The 2025 Stanford AI Index reported that responsible-AI evaluation remains uneven even as documented incidents continue to accumulate. At the same time, NIST's February 2026 AI Agent Standards Initiative, draft benchmark guidance for language-model evaluation, and ongoing ARIA field-testing work all point in the same direction: the next serious step is comparable, operationally meaningful evaluation. My view is that agent progress is now gated less by raw fluency and more by control surfaces such as permissions, observability, interoperability, and human escalation.

Current priorities

  • Move evaluation from one-shot benchmark wins to repeated-run performance, variance, recovery behavior, and policy adherence.
  • Treat traceability as a product feature: tool calls, retrieved evidence, approval checkpoints, and rollback points should be reviewable without exposing unnecessary chain-of-thought.
  • Design bounded autonomy with explicit scopes for read, write, execute, and external communication actions.
  • Measure trust calibration, not just model confidence, so humans can decide when to rely on the system and when to slow it down.

System design principles

Bounded autonomy

Give agents explicit task scopes, tool budgets, and approval gates instead of vague permission to 'go solve it'.

Inspectable state

Persist the plan, retrieved context, tool outputs, and meaningful diffs so reviewers can reconstruct what happened quickly.

Graceful handoff

Escalation should preserve context and evidence rather than forcing a human to restart the task from scratch.

Comparative evaluation

Compare agents against strong non-agent baselines, mixed-initiative workflows, and failure-handling variants instead of weaker prompts alone.

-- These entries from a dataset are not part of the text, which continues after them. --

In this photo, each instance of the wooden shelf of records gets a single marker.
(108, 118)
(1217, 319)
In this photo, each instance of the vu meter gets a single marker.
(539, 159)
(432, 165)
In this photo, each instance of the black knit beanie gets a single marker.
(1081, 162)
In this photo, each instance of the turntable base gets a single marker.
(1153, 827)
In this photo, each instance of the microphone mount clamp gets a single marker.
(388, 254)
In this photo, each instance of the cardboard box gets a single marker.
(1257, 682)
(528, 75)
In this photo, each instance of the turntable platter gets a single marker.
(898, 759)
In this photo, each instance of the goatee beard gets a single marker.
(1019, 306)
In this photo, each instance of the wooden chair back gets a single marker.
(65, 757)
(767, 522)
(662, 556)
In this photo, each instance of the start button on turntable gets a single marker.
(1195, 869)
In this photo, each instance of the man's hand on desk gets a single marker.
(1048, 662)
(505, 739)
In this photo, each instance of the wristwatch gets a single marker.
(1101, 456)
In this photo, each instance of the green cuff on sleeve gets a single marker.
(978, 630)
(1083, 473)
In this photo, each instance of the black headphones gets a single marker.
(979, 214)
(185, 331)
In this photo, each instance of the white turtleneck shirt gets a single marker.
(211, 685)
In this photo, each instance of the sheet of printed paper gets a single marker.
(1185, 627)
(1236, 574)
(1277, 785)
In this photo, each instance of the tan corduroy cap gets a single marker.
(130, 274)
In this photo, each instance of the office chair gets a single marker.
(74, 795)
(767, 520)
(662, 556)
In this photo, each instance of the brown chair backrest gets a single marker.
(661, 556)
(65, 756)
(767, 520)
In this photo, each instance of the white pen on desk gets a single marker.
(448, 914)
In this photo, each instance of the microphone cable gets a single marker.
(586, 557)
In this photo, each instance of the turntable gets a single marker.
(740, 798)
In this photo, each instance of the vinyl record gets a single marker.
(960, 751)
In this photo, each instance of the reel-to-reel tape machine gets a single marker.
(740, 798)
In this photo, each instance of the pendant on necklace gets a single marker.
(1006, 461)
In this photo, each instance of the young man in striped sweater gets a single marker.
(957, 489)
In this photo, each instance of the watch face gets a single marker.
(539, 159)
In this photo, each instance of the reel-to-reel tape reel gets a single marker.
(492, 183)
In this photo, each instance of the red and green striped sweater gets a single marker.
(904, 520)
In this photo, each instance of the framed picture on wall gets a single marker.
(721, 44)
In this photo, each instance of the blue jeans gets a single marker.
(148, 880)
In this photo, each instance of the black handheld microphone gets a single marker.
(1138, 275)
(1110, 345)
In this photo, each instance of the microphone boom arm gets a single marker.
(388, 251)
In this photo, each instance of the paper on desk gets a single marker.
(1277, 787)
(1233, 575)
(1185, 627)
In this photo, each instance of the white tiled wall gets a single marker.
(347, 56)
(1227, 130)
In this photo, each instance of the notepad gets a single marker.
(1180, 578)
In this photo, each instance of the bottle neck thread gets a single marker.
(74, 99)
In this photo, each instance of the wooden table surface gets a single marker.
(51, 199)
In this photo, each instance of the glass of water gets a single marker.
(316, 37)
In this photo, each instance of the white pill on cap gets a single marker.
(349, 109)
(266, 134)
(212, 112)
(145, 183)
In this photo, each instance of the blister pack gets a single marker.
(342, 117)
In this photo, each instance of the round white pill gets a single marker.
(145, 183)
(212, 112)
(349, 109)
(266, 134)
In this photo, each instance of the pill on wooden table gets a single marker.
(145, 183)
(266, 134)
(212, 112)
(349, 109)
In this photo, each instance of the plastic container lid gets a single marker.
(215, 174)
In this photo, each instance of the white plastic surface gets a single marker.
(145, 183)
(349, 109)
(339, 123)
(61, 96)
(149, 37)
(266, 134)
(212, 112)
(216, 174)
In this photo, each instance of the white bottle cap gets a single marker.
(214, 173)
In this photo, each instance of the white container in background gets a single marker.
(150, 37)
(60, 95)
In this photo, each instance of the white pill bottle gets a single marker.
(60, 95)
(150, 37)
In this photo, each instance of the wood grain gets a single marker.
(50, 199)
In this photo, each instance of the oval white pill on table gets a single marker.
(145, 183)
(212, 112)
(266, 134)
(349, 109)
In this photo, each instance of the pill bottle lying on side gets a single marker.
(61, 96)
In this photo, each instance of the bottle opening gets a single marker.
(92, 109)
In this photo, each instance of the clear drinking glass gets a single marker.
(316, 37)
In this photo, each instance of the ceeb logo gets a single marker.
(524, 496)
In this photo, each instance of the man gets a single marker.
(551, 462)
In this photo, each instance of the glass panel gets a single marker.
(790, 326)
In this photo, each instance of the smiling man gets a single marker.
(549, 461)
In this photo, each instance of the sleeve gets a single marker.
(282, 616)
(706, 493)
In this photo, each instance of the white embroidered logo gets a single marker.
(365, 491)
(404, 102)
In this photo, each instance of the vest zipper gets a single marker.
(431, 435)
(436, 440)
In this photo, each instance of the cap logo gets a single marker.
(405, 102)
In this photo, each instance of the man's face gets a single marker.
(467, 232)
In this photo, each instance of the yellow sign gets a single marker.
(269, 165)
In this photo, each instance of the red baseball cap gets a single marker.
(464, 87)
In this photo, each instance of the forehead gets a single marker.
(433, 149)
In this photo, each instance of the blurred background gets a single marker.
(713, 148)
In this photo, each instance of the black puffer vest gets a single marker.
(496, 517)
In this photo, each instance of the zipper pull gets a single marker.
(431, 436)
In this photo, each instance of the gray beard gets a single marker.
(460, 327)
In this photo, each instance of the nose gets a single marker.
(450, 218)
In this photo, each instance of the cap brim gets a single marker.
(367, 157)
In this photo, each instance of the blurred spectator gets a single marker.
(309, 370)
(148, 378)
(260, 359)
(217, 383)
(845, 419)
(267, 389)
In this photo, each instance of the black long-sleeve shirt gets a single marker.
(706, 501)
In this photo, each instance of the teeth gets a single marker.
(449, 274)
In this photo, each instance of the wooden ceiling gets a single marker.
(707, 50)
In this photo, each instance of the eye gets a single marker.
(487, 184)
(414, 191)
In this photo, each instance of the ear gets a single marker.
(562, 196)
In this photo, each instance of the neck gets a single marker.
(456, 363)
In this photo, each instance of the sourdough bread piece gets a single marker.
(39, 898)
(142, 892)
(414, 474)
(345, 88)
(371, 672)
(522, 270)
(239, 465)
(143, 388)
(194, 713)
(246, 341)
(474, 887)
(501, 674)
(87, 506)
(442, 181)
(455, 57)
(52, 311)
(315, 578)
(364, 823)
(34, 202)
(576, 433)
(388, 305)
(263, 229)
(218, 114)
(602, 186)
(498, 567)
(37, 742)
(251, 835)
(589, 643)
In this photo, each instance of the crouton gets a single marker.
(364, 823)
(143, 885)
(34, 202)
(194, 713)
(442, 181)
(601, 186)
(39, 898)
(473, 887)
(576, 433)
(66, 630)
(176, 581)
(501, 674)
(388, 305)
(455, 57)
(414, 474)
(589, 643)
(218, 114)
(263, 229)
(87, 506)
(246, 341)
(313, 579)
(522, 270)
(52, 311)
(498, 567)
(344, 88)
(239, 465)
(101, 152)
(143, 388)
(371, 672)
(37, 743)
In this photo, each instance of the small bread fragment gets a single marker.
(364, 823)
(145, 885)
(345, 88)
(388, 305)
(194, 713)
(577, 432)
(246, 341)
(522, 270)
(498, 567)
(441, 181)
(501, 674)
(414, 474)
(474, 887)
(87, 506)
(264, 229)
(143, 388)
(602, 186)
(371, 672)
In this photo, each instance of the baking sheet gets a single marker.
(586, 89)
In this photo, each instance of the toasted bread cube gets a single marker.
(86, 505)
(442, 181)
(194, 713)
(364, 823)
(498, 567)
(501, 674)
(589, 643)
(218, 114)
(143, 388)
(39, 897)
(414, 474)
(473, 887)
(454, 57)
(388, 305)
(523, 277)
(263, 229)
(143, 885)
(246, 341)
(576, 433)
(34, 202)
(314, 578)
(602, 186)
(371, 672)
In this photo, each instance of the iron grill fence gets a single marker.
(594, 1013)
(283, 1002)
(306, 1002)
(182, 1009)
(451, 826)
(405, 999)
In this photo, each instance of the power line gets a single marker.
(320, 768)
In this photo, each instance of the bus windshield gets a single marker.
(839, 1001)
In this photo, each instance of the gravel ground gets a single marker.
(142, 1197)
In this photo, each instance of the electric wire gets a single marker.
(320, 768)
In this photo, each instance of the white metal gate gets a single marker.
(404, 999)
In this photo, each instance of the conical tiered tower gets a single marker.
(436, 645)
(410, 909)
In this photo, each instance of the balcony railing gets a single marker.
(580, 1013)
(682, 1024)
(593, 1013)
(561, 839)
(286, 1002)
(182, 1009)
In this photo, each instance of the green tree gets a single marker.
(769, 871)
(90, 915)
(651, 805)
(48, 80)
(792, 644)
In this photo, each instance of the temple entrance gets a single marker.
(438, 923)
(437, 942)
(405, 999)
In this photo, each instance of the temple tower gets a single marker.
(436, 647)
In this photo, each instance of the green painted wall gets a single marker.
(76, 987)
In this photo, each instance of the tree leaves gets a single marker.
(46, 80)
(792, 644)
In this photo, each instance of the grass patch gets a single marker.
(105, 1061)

Human factors and review design

  • Review surfaces should foreground consequences: what changed, what external action is pending, and what evidence supports it.
  • Uncertainty needs to be legible at the workflow level, not hidden inside a single confidence score.
  • Operator trust should be calibrated with stable conventions, reproducible traces, and reversible actions rather than persuasive language.
  • When the system hands work to a person, it should preserve context, partial progress, and rationale so the human can continue without reconstructing the task.

Evaluation agenda

Reliability under repetition

Measure variance across repeated runs, near-miss behavior, and whether recovery steps converge or compound error.

Evidence quality

Score whether retrieved or cited material actually supports the action or conclusion the agent produced.

Oversight efficiency

Track time-to-review, override quality, and whether humans catch the failures that matter.

Policy and safety compliance

Test permission boundaries, escalation behavior, and refusal quality when requests conflict with policy or evidence.

Open questions

  • What is the right granularity for agent permissions in research, coding, and analyst workflows?
  • How should we compare autonomous, mixed-initiative, and step-wise systems when human labor is part of the objective?
  • Which traces improve reviewer judgment, and which ones only create noise?
  • What counts as acceptable failure behavior for an agent allowed to act on external systems?